Submitted to: Bioinformatics
Publication Type: Peer Reviewed Journal
Publication Acceptance Date: 3/4/2016
Publication Date: 3/9/2016
Citation: Wang, Y., Xu, L., Gu, Y.Q., Coleman-Derr, D.A. 2016. MetaCoMET: a web platform for discovery and visualization of the core microbiome. Bioinformatics. 32(22):3469-3470. doi:10.1093/bioinformatics/btw507.

Interpretive Summary: To compare the microbial communities associated with different environments, it is often useful to identify the core microbes shared between them. Current microbial datasets are often large and complex and computational tools are helpful for performing a core microbiome analysis. We have developed a web-based tool that is easy to use for analyzing the core microbiome. As the definition of the core microbiome remains largely subjective, we have included multiple methods for defining the core into our tool, along with a variety of user-customizable options for the analysis. The tool generates ready to use figures that are publication quality.

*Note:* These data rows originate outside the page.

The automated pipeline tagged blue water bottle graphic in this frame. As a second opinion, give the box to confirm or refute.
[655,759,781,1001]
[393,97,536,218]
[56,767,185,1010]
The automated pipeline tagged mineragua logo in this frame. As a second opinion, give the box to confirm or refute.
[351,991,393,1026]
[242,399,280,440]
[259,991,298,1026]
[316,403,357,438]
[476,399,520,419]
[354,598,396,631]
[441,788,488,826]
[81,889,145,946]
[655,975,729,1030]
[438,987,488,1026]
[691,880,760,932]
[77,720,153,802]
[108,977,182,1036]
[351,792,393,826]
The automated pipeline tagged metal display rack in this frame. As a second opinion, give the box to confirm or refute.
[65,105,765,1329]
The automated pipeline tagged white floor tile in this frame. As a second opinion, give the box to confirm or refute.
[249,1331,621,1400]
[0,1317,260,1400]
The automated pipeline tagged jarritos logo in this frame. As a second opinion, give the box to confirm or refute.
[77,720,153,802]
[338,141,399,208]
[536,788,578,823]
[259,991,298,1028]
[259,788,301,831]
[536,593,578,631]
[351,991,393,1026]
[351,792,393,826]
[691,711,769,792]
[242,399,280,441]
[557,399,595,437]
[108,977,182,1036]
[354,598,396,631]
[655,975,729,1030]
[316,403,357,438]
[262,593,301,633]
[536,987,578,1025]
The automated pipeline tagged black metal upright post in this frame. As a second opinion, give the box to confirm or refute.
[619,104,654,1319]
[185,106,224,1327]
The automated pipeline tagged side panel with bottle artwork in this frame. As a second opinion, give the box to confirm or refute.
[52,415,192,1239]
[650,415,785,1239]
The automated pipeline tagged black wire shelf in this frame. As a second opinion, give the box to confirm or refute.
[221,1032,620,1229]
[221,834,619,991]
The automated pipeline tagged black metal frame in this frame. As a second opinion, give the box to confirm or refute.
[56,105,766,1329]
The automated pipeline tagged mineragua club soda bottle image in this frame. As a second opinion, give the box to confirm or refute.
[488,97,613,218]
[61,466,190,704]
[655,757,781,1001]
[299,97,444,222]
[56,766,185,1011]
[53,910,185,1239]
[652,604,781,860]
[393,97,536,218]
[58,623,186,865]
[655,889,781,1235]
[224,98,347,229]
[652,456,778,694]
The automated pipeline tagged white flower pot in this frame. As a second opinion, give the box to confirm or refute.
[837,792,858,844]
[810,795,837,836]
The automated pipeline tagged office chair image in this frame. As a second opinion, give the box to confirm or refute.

Technical Abstract: A key component of the analysis of microbiome datasets is the identification of OTUs shared between multiple experimental conditions, commonly referred to as the core microbiome. Results: We present a web platform named MetaCoMET that enables the discovery and visualization of the core microbiome and provides a comparison of the relative abundance and diversity patterns between subsets of samples within a microbiome dataset. MetaCoMET provides an efficient and interactive graphical interface for analyzing each subset defined by the union or disjunction of groups within the Venn diagram, and includes a graphical taxonomy summary, alpha diversity metrics, Principal Coordinate analysis, abundance-based heatmaps, and a chart indicating the geographic distribution of each sample.